I'll take anything my wife was willing to fucking give me, because the last thing I ever wanted was for Bee to crawl back into that fucking head of hers again and get lost under all the shit she kept buried in there.
At that very moment she was fading away before my eyes, but I needed her to be present, to be strong.
For Georgia.
For our family.
It killed me that I couldn't go to her, hold her in my arms and drag my Abby back to the surface, and, if necessary, I wasn't entirely against shaking the shit out of her until she refocused and emerged from the fog she retreated to when she just couldn't deal.
Dumb and fucking Dumber both drove off the same way they'd arrived. One at a time, tires spinning dramatically in the dirt, launching onto the street, their sirens invading every corner of the usually eerily quiet neighborhood.
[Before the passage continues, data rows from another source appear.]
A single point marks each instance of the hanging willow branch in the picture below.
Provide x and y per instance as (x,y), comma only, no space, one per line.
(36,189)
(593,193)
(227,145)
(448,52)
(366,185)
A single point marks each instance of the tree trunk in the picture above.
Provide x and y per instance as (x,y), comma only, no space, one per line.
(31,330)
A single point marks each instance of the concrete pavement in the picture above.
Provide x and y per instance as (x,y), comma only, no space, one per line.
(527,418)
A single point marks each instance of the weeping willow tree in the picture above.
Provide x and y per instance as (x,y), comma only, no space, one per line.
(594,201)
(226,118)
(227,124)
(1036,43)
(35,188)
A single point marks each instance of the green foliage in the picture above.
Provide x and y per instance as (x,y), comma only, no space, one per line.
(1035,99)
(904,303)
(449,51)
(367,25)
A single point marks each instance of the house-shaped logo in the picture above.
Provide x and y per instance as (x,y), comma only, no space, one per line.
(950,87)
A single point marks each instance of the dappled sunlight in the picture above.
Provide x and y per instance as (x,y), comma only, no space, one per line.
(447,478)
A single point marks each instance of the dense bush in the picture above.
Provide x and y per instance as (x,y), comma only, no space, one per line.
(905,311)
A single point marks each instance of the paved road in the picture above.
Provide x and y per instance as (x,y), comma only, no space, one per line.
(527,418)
The wall of mangroves lining the road flashed blue and red as we passed.
Abby stood in the road and watched us drive off, her expressionless face shrinking smaller and smaller in the rearview mirror until she completely disappeared from sight.
I could feel my heart twisting in my chest, and I made a vow right then and there that no matter what happened as a result of these charges, I was going to find my way back to Bee and Georgia as soon as I could.
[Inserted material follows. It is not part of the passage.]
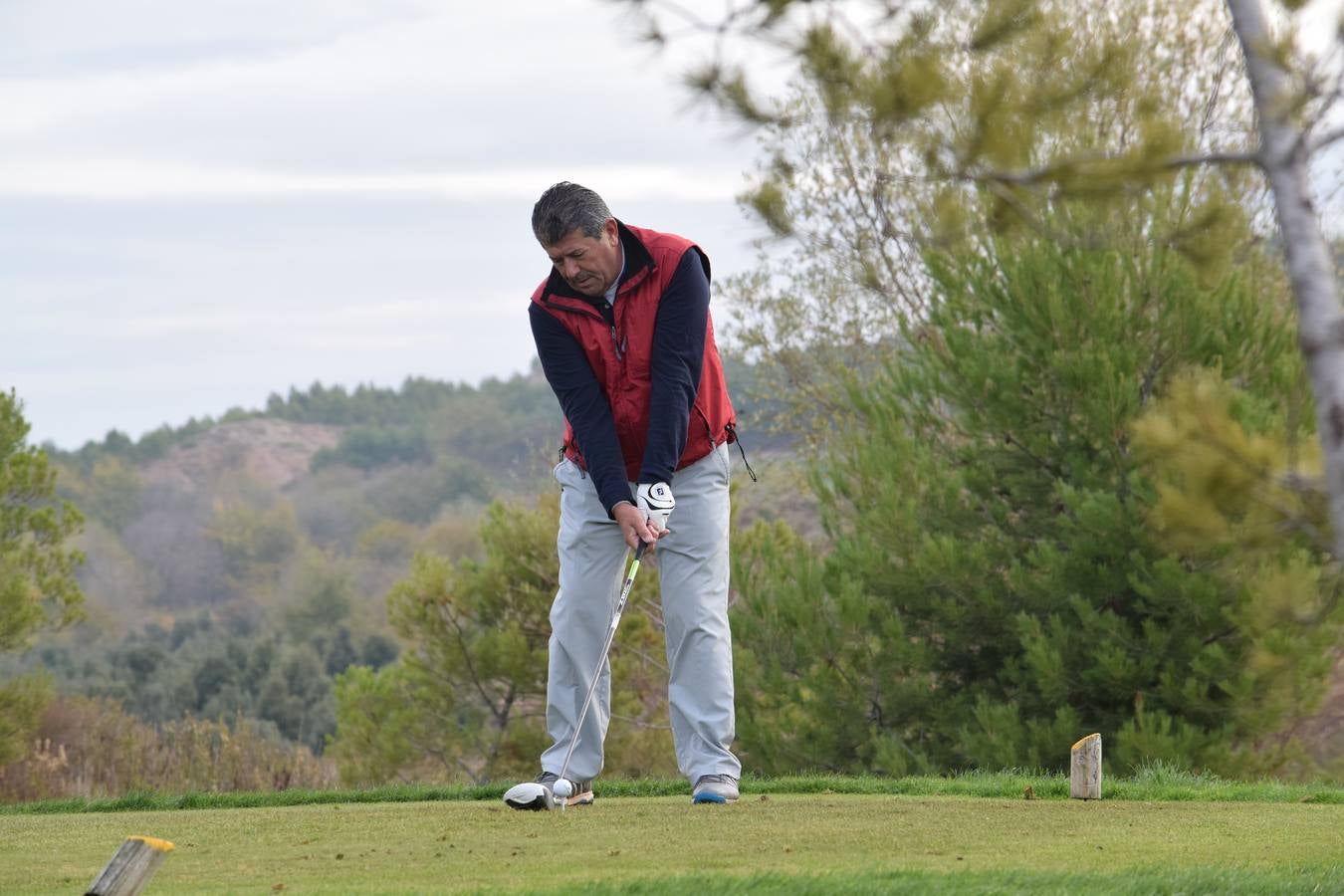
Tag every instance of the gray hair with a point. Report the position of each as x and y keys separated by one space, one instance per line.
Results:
x=564 y=208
Breaking out of prison couldn't be that hard.
We turned toward the Matlacha Pass, the only bridge that connected the rest of the world to Coral Pines. Once we were over the bridge, the sheriff spoke to my reflection in the rearview mirror. "Why is it, Jake, that you don't seem surprised that you are being charged with my nephew’s murder?"
I shrugged. "Well, it's been a while since I jaywalked."
The sheriff shook his head. "Touche, Mr. Dunn. Too-fucking-shay," he said, rolling the window down just a crack. He lit a joint he’d retrieved from the center console. "All I'm saying, son, is that I'm hoping they fry your ass real good, hope some skin head with a hankering for blondes makes you his new girlfriend." He held the smoke in his lungs, not even bothering to blow it out the crack in the open window as he finished his little villain speech.
Or was he the good guy, and it was me who was the villain?
The lines between right and wrong, good and bad, light and dark, were always blurred when it came to the comings and goings of the residents of Coral Pines.
You never knew who was going to save you.
Or who was going to kill you.
FOUR
In the back of my mind I always knew that no matter how careful I was, someday there was a possibility the shit I'd done would catch up with me in a very big way.
I knew that day had come when I found myself being led down a poorly lit concrete hallway wearing a scratchy orange jumpsuit, carrying an even scratchier blanket and pillow, into a cell much smaller than the new guest bathroom I'd just finished remodeling for Bee.
Inmates shouted over one another, their voices bouncing off the cement block walls of my cell, any one person indiscernible from the blended echoes of the masses. My eyes watered from the inescapable and overwhelming stench of backed up toilets and body odor.
Although my father had been dead over a year I could almost hear his 'I told you so's' from the grave.
Fuck you, Frank.
My mother, the eternal optimist when it came to me, used to tell me that the world expected great things from me, that my future held something terrific in it, and that someday I would realize my true potential. She usually gave me that speech while she was driving me home from the sheriff's station or from a stint in juvie.